Law team opposes South Carolina’s electric chair, firing squad
By James Dean, Cornell Chronicle
Faculty, students and alumni affiliated with Cornell Law School’s Capital Punishment Clinic are leading a legal fight to prevent South Carolina from executing condemned prisoners by methods they argue are cruel and unusual: the electric chair and firing squad.
Last September, a circuit court judge agreed both methods violate South Carolina’s constitution, saying the state had “turned back the clock” with a 2021 law that made electrocution the default mode of execution and added the firing squad as an alternative inmates could choose, along with lethal injection.
Earlier this year, John Blume, the Samuel F. Leibowitz Professor of Trial Techniques and director of the Cornell Death Penalty Project, led oral arguments during appeals before the South Carolina Supreme Court, which has not issued a final ruling.
“I hope we have a victory on this at the end of the day, but I think this case has also sparked a larger conversation about, why are we doing this?” Blume said. “There’s no good way to kill someone, but certainly there’s no justification today for electrocuting and shooting people.”
The team representing four men on death row against South Carolina’s Department of Corrections and governor also includes Lindsey S. Vann ’05; Emily Paavola, J.D. ’05; Hannah L. Freedman, J.D. ’16; and Allison Franz ’18, J.D. ’21, all attorneys with Justice 360, a South Carolina nonprofit formerly led by Blume. Vann, the executive director, and Freedman, director of juvenile litigation and staff attorney, played lead roles in the circuit court trial last August.
Prompting their lawsuit was the General Assembly’s 2021 passage of Act 43, which sought to ease the way for executions after the Department of Corrections said it was unable to purchase lethal-injection drugs. Under the law, if the department determined – without oversight – that a prisoner’s chosen method of execution was not “available,” it could impose one of the alternatives.
That meant the state, which last held an execution in 2011, could have ordered the defendants into its more than 100-year-old electric chair, last used in 2008 but only seven times since the death penalty’s reinstatement in the U.S. in 1976, following a moratorium; or, before a three-person firing squad – a method used nationally only three times since 1976, all in Utah, most recently in 2010.
After the Department of Corrections confirmed in March 2022 that it could proceed with those methods of execution, Justice 360 said in a statement that South Carolina had become an outlier by reverting to “two antiquated, barbarous methods” with records of being botched.
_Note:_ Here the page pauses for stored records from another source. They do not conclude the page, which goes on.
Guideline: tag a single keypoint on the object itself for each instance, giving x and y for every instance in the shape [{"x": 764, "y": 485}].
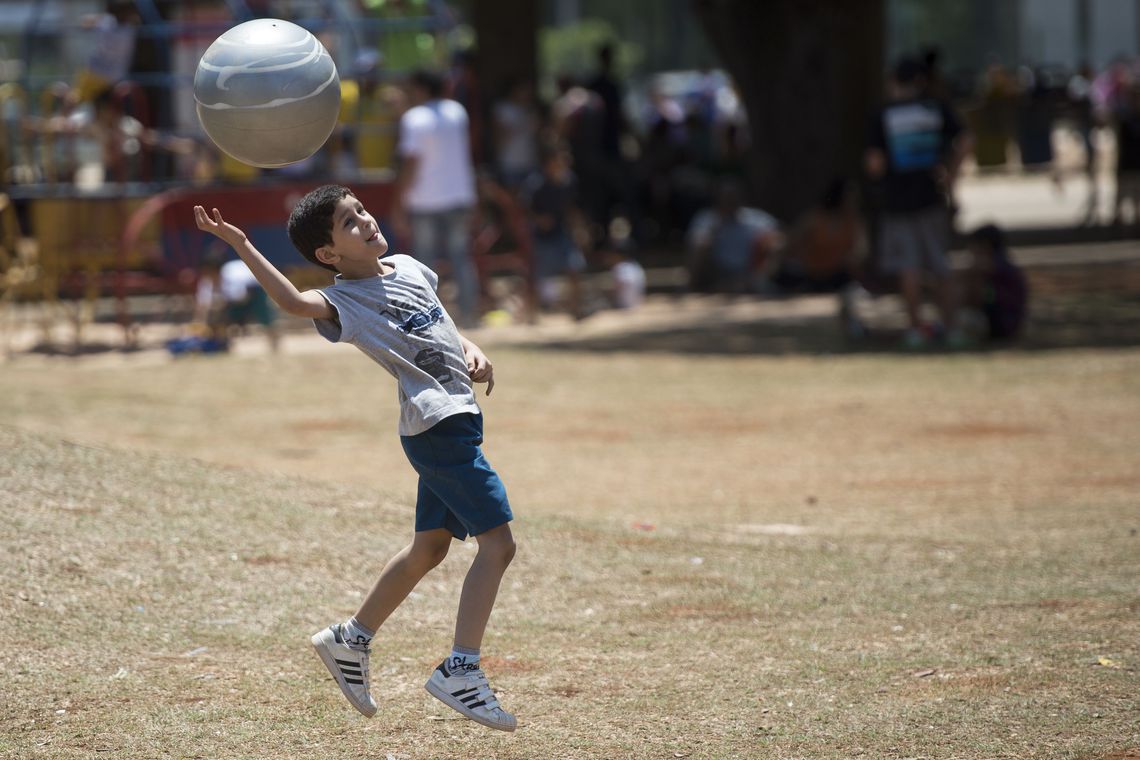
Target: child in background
[
  {"x": 550, "y": 197},
  {"x": 995, "y": 285}
]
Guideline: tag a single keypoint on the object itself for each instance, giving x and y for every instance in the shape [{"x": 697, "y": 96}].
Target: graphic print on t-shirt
[
  {"x": 913, "y": 133},
  {"x": 410, "y": 315},
  {"x": 413, "y": 316}
]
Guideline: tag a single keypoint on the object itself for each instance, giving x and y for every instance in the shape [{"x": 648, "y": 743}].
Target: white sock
[
  {"x": 462, "y": 659},
  {"x": 356, "y": 635}
]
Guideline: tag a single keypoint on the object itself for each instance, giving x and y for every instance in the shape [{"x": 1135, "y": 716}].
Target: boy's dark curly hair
[{"x": 310, "y": 225}]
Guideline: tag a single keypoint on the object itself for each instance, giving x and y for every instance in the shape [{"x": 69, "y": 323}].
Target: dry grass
[{"x": 721, "y": 556}]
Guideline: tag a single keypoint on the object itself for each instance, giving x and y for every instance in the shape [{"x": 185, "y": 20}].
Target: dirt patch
[{"x": 982, "y": 430}]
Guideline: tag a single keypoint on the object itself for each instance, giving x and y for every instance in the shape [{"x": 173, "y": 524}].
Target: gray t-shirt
[{"x": 398, "y": 320}]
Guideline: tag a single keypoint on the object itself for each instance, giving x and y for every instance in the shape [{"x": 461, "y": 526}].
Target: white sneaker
[
  {"x": 466, "y": 691},
  {"x": 348, "y": 665}
]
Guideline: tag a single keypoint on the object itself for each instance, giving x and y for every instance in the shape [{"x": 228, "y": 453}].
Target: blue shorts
[{"x": 458, "y": 489}]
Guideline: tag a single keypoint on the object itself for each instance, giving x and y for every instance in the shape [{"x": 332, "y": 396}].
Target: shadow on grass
[{"x": 1056, "y": 323}]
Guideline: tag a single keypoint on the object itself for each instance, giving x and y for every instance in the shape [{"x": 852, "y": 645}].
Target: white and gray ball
[{"x": 267, "y": 92}]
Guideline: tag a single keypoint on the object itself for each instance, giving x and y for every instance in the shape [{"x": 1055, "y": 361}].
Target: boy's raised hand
[
  {"x": 479, "y": 367},
  {"x": 218, "y": 226}
]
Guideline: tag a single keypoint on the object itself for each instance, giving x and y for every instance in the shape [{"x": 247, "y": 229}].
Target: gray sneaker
[
  {"x": 348, "y": 665},
  {"x": 465, "y": 689}
]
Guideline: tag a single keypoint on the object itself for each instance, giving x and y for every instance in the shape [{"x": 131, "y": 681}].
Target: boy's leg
[
  {"x": 458, "y": 681},
  {"x": 401, "y": 573},
  {"x": 343, "y": 647},
  {"x": 496, "y": 549}
]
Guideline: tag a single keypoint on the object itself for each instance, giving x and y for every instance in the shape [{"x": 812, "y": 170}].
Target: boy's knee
[
  {"x": 430, "y": 553},
  {"x": 499, "y": 546}
]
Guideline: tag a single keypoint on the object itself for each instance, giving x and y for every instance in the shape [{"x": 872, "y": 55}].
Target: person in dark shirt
[
  {"x": 995, "y": 285},
  {"x": 914, "y": 149},
  {"x": 551, "y": 197}
]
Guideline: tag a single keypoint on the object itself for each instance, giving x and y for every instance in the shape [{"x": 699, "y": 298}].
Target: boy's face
[{"x": 357, "y": 239}]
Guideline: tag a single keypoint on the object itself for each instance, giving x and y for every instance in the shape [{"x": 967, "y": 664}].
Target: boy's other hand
[
  {"x": 479, "y": 367},
  {"x": 217, "y": 226}
]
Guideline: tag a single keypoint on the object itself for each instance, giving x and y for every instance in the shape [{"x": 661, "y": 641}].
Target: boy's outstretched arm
[
  {"x": 308, "y": 303},
  {"x": 479, "y": 366}
]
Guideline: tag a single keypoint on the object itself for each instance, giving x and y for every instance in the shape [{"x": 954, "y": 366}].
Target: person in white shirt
[{"x": 436, "y": 186}]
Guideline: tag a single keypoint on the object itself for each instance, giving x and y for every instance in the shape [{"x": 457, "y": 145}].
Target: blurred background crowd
[{"x": 628, "y": 142}]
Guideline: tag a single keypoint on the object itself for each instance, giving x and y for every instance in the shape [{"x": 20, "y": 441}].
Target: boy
[{"x": 389, "y": 309}]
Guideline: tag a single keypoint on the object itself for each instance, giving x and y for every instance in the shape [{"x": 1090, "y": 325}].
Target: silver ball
[{"x": 267, "y": 92}]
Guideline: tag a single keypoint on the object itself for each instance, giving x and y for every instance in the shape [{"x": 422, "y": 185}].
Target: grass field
[{"x": 721, "y": 556}]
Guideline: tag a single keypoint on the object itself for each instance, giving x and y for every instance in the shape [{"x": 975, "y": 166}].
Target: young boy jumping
[{"x": 389, "y": 309}]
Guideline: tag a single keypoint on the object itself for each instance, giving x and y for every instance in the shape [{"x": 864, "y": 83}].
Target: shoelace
[{"x": 483, "y": 691}]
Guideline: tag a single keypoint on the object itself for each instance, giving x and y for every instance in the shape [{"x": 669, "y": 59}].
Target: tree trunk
[
  {"x": 506, "y": 33},
  {"x": 808, "y": 73}
]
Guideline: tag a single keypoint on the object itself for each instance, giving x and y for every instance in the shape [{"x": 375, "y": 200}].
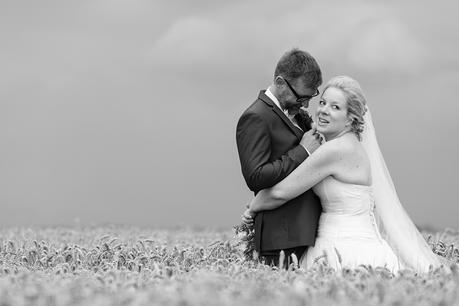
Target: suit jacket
[{"x": 269, "y": 149}]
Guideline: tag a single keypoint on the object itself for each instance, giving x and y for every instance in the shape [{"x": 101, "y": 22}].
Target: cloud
[{"x": 354, "y": 36}]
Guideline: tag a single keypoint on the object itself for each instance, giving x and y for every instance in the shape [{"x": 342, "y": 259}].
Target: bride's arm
[{"x": 322, "y": 163}]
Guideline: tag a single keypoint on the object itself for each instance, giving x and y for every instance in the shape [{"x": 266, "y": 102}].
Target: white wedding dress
[{"x": 348, "y": 235}]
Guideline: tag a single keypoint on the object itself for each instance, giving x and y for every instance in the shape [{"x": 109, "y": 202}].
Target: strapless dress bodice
[{"x": 348, "y": 235}]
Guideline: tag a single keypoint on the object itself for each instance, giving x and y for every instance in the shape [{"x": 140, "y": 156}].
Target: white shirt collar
[{"x": 273, "y": 98}]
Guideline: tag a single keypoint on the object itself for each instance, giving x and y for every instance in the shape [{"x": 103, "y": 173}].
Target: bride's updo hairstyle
[{"x": 355, "y": 100}]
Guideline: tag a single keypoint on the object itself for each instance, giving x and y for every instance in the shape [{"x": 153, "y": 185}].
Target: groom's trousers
[{"x": 271, "y": 258}]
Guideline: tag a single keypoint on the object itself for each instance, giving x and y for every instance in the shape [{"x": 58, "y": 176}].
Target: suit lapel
[{"x": 267, "y": 100}]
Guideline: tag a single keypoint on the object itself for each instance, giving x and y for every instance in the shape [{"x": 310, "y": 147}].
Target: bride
[{"x": 362, "y": 221}]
The Cornell-led legal team has argued those methods are unconstitutional in several ways: because the state constitution prohibits punishment that is cruel, corporal or unusual; because Act 43 is too vague; and because the law could retroactively impose punishments harsher than lethal injection – the method each defendant has elected and that the U.S. Supreme Court has recognized as constitutional and the most humane, according to their lawyers.
A central question the Cornell-led legal team has posed: Why is lethal injection unavailable in South Carolina, while 13 states and the federal government have carried out more than 240 executions in that manner since the Department of Corrections’ current director took office in 2013?
Discovery seeking to confirm what the department has done to obtain lethal-injection drugs wasn’t permitted prior to last August’s trial, after the department said such disclosures could hinder its efforts. The Supreme Court this year ordered the circuit court to proceed with that discovery, but the process was put on hold while the General Assembly attempts to pass a law shielding the identity of companies that provide the drugs, potentially facilitating their acquisition.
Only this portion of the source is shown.